HR: Ich habe keine Ahnung. Teilweise sind die Grundstücke ruckzuck verkauft und neu bebaut. Oft denke ich, da stand doch neulich noch kein Haus, aber ansonsten passiert hier nichts.

SB: Auch in der Lausitz mußten viele Ortschaften dem Braunkohletagebau weichen. In den neuen Siedlungen dort stehen die Häuser, nach Schema-F gebaut, eintönig in einer Reihe, daß man glaubt, im Legoland zu sein. Doch hier in Neu-Immerath sind die Häuser sehr verschieden und wirken protzig wie eine Villa.

HR: Fühlten Sie sich, als Sie in den Ort kamen, wohl?

SB: Nein, überhaupt nicht. Es wirkt wie eine Baustelle, die nicht fertig werden will.

HR: Das merke ich jeden Tag, wenn meine Fenster wieder schmutzig sind.

SB: Natürlich haben wir bei der Ankunft mit einem Neubaugebiet gerechnet, und als wir im Hintergrund den Turm einer Kirche gesehen haben, sind wir gleich hingefahren und waren plötzlich im Nachbarort.
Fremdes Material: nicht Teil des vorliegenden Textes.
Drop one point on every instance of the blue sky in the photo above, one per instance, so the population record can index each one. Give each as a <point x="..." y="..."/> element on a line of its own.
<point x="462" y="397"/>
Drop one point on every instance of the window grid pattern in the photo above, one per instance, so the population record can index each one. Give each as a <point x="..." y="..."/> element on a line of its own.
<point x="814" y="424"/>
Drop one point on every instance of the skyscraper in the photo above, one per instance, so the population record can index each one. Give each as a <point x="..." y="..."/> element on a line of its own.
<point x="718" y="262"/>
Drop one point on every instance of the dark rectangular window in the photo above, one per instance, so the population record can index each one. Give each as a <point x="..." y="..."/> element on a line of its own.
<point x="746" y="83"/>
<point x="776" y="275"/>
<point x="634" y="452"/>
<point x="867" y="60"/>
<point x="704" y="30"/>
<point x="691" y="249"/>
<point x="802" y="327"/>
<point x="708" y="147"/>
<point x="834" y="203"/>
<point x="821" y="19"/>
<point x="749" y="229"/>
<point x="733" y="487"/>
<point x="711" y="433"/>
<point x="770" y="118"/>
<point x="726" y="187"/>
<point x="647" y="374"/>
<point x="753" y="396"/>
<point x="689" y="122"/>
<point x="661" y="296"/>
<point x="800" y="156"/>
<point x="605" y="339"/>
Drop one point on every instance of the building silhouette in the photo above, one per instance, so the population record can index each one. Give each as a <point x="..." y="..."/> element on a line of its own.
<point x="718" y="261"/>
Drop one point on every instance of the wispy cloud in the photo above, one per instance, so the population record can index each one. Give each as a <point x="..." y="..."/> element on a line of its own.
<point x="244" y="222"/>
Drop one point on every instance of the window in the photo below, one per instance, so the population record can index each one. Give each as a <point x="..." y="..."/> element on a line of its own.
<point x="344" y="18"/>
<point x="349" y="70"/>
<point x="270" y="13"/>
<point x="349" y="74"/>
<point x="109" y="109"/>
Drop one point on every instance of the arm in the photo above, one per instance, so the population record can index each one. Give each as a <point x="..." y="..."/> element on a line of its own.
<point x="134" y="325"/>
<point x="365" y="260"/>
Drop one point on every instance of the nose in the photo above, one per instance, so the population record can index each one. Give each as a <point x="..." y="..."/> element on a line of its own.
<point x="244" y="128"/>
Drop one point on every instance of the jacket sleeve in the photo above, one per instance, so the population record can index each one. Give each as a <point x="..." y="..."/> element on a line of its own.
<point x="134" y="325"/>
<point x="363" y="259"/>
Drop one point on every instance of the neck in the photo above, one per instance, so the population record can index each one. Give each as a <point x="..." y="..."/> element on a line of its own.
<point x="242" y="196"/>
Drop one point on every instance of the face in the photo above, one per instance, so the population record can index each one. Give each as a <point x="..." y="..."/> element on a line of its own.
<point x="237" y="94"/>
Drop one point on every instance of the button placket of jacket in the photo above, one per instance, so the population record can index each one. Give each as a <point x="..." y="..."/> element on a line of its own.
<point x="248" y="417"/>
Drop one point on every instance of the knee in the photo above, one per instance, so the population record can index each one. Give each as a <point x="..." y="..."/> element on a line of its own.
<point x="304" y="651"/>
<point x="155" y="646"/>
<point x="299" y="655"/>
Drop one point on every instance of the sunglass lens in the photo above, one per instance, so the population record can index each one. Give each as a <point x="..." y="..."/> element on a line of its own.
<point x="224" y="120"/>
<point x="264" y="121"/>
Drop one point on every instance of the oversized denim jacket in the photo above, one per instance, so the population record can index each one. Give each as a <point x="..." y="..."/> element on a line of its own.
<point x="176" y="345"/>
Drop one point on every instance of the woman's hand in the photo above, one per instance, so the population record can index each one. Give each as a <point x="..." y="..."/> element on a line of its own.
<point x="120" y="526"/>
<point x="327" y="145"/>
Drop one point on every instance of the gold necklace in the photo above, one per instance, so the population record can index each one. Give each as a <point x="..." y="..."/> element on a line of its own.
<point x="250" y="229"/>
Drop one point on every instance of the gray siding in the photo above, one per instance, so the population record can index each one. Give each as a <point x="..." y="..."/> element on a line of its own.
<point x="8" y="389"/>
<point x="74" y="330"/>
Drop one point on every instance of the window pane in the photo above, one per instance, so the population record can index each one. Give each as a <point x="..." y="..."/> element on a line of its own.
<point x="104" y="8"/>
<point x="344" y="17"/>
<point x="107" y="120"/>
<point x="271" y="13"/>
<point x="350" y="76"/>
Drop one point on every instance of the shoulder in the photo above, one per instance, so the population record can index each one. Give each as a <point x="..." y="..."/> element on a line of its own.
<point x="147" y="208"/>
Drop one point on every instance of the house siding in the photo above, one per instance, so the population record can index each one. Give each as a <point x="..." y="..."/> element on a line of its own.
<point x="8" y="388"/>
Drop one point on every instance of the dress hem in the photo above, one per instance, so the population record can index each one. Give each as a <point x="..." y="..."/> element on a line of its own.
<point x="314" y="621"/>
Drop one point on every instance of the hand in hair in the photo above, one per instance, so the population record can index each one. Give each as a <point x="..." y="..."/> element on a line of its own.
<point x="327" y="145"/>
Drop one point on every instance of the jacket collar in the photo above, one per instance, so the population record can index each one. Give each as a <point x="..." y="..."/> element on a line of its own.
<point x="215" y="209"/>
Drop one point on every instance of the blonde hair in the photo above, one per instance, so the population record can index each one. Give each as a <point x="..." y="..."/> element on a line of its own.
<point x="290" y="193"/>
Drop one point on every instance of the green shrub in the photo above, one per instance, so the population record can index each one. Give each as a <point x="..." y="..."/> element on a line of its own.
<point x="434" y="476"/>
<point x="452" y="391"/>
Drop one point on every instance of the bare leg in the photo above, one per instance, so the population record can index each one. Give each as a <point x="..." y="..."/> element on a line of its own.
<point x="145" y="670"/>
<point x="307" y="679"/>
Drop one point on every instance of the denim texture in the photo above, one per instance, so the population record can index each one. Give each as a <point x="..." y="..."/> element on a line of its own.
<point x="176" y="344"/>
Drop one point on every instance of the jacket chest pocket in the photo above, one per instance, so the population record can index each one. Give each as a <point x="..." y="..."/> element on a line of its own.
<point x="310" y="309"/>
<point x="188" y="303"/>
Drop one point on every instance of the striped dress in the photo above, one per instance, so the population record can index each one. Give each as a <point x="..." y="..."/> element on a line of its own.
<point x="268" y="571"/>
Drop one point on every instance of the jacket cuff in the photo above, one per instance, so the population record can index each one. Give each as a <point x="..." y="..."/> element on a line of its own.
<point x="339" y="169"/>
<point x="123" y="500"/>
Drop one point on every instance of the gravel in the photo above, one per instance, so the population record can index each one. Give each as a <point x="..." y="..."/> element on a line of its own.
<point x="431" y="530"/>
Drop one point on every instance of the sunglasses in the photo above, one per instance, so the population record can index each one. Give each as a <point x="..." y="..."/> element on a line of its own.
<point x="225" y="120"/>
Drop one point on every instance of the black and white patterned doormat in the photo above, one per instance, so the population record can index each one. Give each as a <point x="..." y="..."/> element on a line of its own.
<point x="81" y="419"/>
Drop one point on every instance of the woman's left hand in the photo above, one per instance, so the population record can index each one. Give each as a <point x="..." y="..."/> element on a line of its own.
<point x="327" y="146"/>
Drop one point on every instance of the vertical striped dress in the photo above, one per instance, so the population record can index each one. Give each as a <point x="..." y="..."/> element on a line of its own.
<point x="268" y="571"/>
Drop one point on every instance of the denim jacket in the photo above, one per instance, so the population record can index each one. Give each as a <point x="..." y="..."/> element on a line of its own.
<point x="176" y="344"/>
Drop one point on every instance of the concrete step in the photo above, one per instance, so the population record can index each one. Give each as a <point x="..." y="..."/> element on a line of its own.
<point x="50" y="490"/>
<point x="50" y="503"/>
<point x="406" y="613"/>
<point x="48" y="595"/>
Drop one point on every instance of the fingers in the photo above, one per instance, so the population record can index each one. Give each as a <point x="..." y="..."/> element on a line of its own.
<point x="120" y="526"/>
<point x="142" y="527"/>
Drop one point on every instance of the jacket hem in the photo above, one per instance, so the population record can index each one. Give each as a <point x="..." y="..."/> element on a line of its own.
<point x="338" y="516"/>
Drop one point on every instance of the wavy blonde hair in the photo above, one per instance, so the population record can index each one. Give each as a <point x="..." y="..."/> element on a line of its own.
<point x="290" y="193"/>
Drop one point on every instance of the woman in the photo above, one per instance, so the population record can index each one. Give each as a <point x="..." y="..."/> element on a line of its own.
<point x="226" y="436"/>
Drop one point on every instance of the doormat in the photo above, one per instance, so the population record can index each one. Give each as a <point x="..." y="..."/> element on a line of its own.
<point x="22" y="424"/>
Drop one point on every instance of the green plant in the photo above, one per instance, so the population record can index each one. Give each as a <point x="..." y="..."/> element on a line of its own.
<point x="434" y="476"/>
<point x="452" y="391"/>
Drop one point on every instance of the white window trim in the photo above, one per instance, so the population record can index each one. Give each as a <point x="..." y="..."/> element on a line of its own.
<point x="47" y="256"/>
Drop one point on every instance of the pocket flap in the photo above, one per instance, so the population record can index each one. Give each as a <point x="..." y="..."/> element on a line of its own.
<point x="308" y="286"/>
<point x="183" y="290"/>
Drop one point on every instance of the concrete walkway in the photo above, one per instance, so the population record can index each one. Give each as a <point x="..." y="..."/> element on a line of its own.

Es ist schon befremdlich, wenn ein Ort, der seit 2006 bebaut und besiedelt wird, noch keine fertige Kirche und funktionierende Infrastruktur besitzt.

HR: Ja, dieser Ort hat keinen Charakter.

SB: Aber es gibt hier einen neuen Friedhof mit sehr vielen Grabsteinen. Sind die Gräber aus Alt-Immerath hierher verlegt worden?

HR: Ja, die sind im letzten Jahr umgebettet worden.

SB: Die Menschen in Alt-Immerath haben spätestens 2006 gewußt, daß ihr Dorf abgerissen und von der Bildfläche verschwinden wird. Wie ist man mit der Situation umgegangen? Hat es Zusammenkünfte gegeben, um die Pläne für die Umsiedlung zu besprechen?

HR: Ja, es gab mehrere Treffen. Aber die Entscheidung stand ja schon fest. Daher fand ich die Sache eigentlich überflüssig. Wenn ein Riesenkonzern von oben herab irgend etwas entscheidet, können sich die Menschen mit Händen und Füßen wehren, aber es nützt nichts, wie man sehen kann.

SB: Trotzdem muß sich der Bürgermeister doch darum gekümmert haben, daß die Leute woanders unterkommen.

HR: Ja, das ist auch passiert, mit Entschädigungen und so weiter. Allerdings darf in Neu-Immerath keine Landwirtschaft betrieben werden. Die Bauern sind von vornherein vom Umsiedlungsplan ausgenommen worden. Das ist etwas, was mir wirklich fehlt. Meine Kinder können nicht in einer Scheune spielen gehen oder auf Strohballen hüpfen, wie wir es früher getan haben.

SB: Bei den Landwirten war das Problem, daß man ihnen Ersatzflächen angeboten hat, deren Qualität deutlich schlechter war, oder sie erhielten für ihre Höfe Entschädigungssummen offeriert, die nur die Hälfte vom tatsächlichen Wert ausmachten.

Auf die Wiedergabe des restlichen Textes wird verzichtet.